Is Anything More Laughable Than Ed Schultz Labeling Others as Stupid?

If there was anything resembling a sense of propriety in left-wing media, Ed Schultz's radio and MSNBC commentary would be accompanied by a laugh track.

Correction -- it is accompanied by individual laugh tracks in homes, offices and barrooms across the land, as that fraction of his listeners on the rational end of the spectrum howl in response to his inanities. (Audio clips after the jump)

Over the last several days Schultz has been on one of his trademark huff n' puff rants, railing against any and all who look upon the wreckage of Obamacare and dare suggest that something may have gone awry.

On his radio show last week, for example, Schultz lashed out against those who've complained about losing their health plans thanks to Obamacare for being "too freakin' stupid" to see this as a blessing in disguise (audio) --

And so what is happening now is that there are some people out there across America who are really upset  because they are losing their health care because it's not the policy they have in the 'individual market,' it ain't living up to standards, it ain't worth a damn. You're basically getting ripped off and you're too freakin' stupid to know it.

Hearing this from Schultz reminded me that he's been saying much the same thing for several years. In fact, if I had to cite the common denominator in Schultz bloviations, it would be this -- those who don't share his lofty opinions are really, really stupid. Here's a compilation clip of Schultz make the point repeatedly (audio) --

OK, I mean, you just can't even deal with these people, they're so stupid sometimes. ...

Have you noticed that conservatives are getting, like, more stupid? Have you noticed that? ...

God! These people are freakin' stupid! ...

What we're finding out is a lot of elected officials are stupid! ...

I don't mind telling people that they're stupid! ...

Just as a good liberal, as educated as you are, use every bit of compassion to say between your ears, this is a real dumb ass but I'm just not going to tell him. ...

Considering how much attention Schultz devotes to the idiocy of others, you'd think he'd try to minimize it coming from him. Just the opposite -- the man basks in its feeble glow. A sampling from 2013 (audio) --

You like your insurance? You're not going to have to switch doctors. The lies are abound. ...

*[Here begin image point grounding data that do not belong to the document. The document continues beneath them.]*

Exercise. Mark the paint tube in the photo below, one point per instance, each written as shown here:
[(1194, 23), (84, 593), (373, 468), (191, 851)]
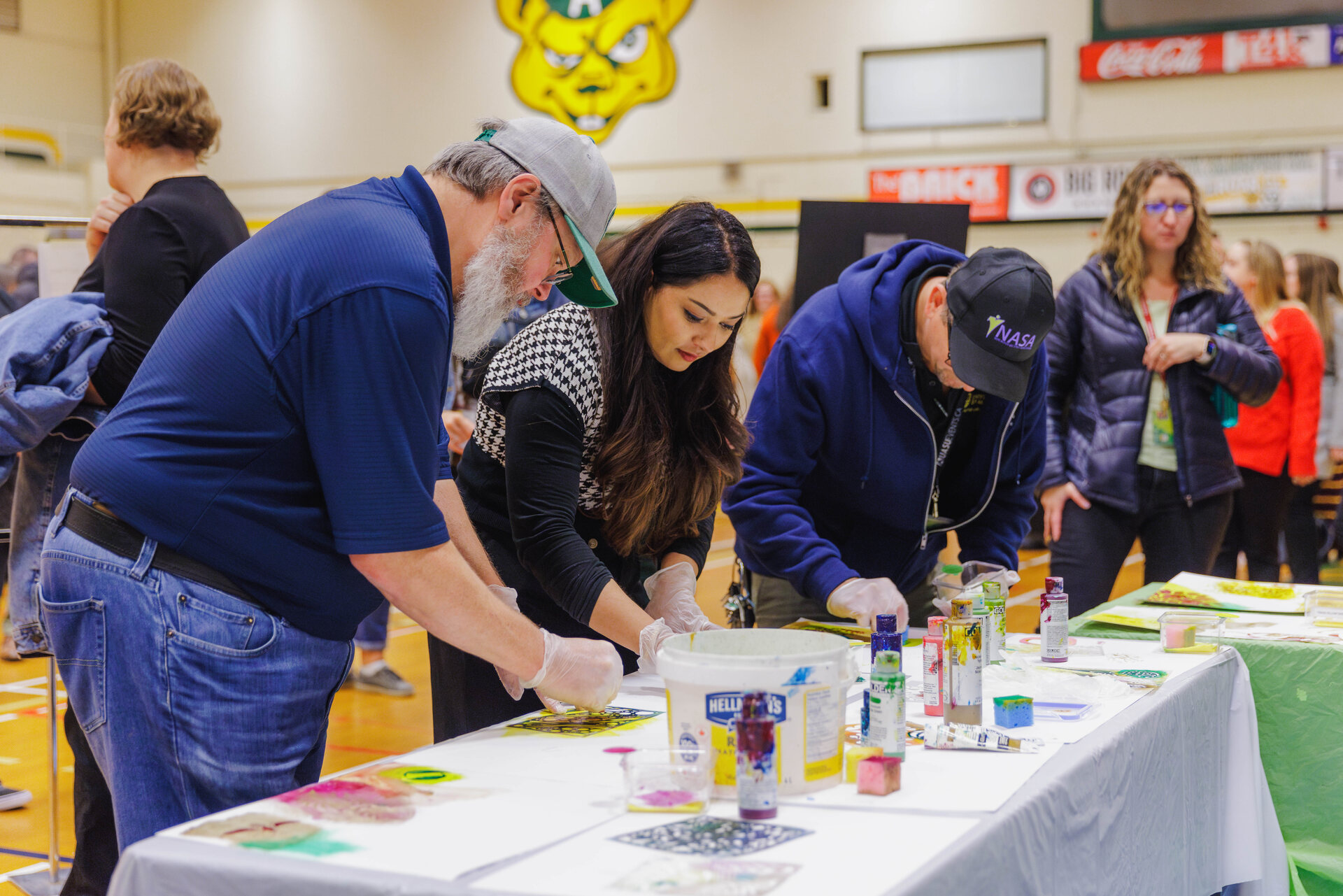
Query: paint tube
[(1053, 621), (995, 634), (953, 737), (888, 706), (965, 671), (934, 667), (758, 786)]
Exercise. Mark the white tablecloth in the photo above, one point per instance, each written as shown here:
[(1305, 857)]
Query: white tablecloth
[(1166, 797)]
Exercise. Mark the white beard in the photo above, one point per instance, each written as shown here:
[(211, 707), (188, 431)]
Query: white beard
[(492, 287)]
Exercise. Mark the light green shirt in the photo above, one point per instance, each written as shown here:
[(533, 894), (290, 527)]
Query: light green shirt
[(1158, 448)]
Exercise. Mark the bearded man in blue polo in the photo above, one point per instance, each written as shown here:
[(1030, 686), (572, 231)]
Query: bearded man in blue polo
[(902, 404)]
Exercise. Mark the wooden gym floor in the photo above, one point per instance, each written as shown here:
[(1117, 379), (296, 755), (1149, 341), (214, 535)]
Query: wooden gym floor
[(363, 726)]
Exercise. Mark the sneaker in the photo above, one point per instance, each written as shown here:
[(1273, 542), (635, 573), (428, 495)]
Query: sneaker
[(381, 677), (11, 798)]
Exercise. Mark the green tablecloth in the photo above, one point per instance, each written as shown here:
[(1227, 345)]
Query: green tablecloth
[(1299, 702)]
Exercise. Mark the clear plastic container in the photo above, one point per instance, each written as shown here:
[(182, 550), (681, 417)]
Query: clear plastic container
[(1325, 608), (957, 579), (668, 779), (1192, 632)]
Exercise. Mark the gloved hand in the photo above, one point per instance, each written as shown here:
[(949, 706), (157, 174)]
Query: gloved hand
[(508, 597), (865, 599), (579, 671), (651, 639), (672, 599)]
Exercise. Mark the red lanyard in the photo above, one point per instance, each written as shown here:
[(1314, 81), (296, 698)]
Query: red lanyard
[(1151, 328)]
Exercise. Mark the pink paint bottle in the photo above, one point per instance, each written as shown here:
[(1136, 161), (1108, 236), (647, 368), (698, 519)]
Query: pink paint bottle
[(1053, 621), (934, 646)]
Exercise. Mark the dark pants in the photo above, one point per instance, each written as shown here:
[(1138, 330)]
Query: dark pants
[(1256, 522), (1303, 535), (778, 604), (96, 827), (1177, 538)]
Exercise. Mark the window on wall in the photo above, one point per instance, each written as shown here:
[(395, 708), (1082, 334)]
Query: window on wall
[(1114, 19), (994, 84)]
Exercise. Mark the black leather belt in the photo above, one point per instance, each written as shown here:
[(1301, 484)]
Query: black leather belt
[(124, 541)]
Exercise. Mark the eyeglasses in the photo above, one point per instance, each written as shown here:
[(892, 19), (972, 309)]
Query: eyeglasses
[(1160, 208), (567, 273)]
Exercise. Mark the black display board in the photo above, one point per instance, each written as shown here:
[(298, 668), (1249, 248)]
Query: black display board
[(833, 236)]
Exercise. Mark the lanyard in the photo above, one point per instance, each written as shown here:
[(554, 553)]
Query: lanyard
[(1150, 332), (941, 455)]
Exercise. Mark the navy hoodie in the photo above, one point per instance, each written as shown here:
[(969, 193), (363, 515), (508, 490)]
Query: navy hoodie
[(839, 473)]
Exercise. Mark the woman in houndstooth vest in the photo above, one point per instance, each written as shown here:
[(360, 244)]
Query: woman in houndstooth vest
[(604, 443)]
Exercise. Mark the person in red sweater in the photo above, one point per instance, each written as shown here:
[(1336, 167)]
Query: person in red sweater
[(1274, 445)]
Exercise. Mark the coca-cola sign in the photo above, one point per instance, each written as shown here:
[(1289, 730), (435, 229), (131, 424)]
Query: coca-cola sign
[(1229, 51), (1153, 58)]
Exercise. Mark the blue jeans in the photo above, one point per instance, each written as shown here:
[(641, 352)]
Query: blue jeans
[(371, 633), (39, 481), (192, 700)]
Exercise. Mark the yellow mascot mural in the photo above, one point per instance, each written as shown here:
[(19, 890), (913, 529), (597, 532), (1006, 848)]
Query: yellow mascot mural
[(588, 62)]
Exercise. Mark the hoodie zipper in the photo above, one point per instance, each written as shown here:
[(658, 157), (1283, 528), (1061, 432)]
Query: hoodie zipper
[(932, 487)]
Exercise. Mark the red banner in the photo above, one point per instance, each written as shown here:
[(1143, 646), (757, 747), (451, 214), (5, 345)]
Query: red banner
[(985, 187), (1153, 58), (1230, 51)]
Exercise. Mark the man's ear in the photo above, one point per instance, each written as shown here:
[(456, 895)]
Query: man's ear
[(937, 297), (515, 197)]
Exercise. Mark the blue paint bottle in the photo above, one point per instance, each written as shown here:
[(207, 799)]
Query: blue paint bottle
[(883, 639)]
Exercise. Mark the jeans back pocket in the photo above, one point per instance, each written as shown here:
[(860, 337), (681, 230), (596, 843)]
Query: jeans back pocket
[(218, 620), (78, 633)]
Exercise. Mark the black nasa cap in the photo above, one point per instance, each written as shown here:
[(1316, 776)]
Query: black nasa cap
[(1002, 305)]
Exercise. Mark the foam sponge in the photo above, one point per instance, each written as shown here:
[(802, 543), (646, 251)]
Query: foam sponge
[(1177, 637), (852, 757), (879, 776), (1014, 712)]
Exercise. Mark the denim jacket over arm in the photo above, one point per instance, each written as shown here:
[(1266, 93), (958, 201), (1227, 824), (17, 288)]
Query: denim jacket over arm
[(48, 351)]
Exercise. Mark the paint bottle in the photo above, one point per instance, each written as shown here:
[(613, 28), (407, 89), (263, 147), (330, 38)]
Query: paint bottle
[(884, 637), (997, 632), (888, 704), (934, 667), (1053, 621), (965, 669), (758, 786), (960, 609), (887, 637)]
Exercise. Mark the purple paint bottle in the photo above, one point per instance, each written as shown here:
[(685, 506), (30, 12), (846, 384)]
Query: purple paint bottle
[(1053, 621), (758, 786)]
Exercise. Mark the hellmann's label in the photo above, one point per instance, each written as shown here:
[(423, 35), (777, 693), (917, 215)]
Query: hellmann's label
[(724, 707), (722, 711)]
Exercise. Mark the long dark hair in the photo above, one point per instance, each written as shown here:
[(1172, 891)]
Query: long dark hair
[(671, 441)]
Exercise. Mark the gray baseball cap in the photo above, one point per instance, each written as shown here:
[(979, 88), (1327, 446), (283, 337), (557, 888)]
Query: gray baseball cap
[(574, 172)]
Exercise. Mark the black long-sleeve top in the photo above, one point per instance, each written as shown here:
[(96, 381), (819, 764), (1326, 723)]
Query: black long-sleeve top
[(527, 512), (153, 254)]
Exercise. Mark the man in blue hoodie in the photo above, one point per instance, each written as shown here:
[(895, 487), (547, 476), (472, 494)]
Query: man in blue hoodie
[(899, 405)]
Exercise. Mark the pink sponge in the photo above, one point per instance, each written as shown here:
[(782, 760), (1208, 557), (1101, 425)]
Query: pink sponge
[(879, 776)]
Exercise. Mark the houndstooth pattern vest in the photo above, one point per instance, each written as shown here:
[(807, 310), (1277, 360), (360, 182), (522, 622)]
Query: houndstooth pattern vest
[(559, 351)]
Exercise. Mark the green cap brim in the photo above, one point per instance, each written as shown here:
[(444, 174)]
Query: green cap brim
[(588, 287)]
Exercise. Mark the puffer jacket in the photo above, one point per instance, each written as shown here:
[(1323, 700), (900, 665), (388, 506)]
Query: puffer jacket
[(1099, 387)]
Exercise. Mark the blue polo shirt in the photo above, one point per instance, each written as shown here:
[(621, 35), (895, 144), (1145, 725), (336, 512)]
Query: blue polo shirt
[(289, 413)]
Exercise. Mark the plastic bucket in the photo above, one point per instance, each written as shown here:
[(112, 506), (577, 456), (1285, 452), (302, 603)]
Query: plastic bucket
[(807, 676)]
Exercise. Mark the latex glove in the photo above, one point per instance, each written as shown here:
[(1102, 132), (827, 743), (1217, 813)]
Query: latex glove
[(508, 597), (579, 671), (672, 599), (651, 639), (865, 599)]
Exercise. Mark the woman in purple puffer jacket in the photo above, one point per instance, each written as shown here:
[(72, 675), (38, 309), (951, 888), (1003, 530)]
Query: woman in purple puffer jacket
[(1135, 448)]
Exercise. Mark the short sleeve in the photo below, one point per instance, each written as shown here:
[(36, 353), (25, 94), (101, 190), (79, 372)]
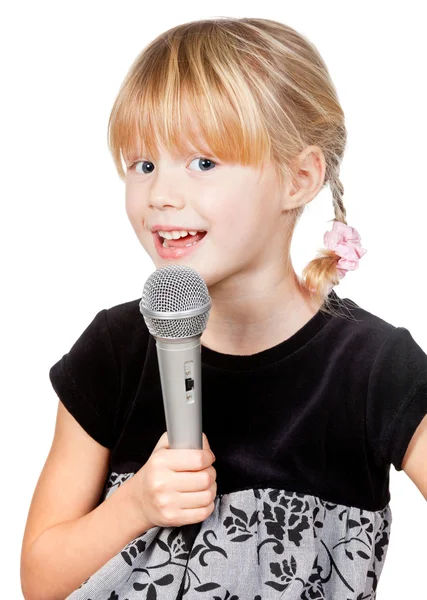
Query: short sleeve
[(397, 396), (86, 381)]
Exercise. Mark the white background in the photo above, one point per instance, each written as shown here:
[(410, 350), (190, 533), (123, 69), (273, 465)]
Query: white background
[(69, 251)]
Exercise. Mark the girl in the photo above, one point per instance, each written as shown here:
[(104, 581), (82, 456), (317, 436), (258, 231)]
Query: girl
[(228, 128)]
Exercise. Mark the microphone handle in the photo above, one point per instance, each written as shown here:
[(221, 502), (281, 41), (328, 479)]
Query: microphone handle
[(181, 380)]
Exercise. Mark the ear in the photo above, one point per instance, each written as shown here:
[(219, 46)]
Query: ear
[(309, 169)]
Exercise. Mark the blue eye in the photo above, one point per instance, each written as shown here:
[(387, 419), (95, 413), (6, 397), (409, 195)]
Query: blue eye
[(206, 163)]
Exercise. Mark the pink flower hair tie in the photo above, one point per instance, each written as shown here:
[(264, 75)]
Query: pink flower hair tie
[(344, 241)]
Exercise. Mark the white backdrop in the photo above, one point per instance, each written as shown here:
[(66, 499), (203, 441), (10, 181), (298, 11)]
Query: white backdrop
[(69, 251)]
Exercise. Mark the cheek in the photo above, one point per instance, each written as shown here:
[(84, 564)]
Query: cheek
[(132, 208)]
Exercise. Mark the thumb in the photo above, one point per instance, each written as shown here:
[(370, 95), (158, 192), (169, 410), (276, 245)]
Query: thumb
[(164, 442)]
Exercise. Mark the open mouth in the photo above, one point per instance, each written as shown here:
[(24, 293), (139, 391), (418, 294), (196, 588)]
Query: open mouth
[(183, 242)]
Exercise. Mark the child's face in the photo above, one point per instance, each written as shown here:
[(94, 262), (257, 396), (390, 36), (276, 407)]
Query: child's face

(Schultz saying this on his radio show Sept. 25 -- then making same gaffe the following night on "The Ed Show") Joining us tonight, John Nichols, Washington correspondent of The Nation magazine, the lies and the deceptions certainly are abound right now in the media. ...

(Schultz talking here with Rep. Hakeem Jeffries, D-N.Y., after George Zimmerman's acquittal in July) SCHULTZ: So you've got a real focus here on intent, intent which may have been innate based upon his previous behavior and interactions. Do I have that right? JEFFRIES: That's absolutely correct. (In other words, Zimmerman was genetically programmed to kill Trayvon Martin. Bad enough that Schultz can't grasp premeditation. Far worse when a lawmaker can't either).

(More from Schultz in response to Zimmerman acquittal) And here come the boycotts and I want to play this right off the top. Sunday night, Quebec City, Canada, icon entertainer Stevie Wonder ... (you mean iconic, right, Ed ...?)

(After a White House press conference in January) In fact the last question I thought was very interesting. The president was asked about how isolative he's been, doesn't really socialize with a lot of people. ... (Why say "isolated" when he can sound so much smarter with "isolative"?)

Uh, 219 is the breaking point for the majority (in the House), if I have that right. I think my math is right. Of course, I flunked that too. Of course, that was years ago, I think I've gotten better since then. (Operative words here -- "flunked that too").

The last sound bite on the compilation clip came across to me as one of the most damning things Schultz has said over the airwaves. On his radio show Nov. 1, he condemned conservatives for slamming Obamacare and here is how he described their criticism --

This is, uh, hate at its best. That's what this is. This is hate, uh, the pinnacle of hate. That's what Obama, uh, has offered up the conservatives. That's what they want to do.

"Hate at its best" -- as opposed to how a normal person would describe the actual thing in all its toxicity -- "hate at its worst." Not only that, Schultz doubles down on his bizarre, revealing remark by describing this as "the pinnacle of hate" -- instead of its absolute depth.

These are not the words of a man who actually hates hate. They are the observations of a connoisseur.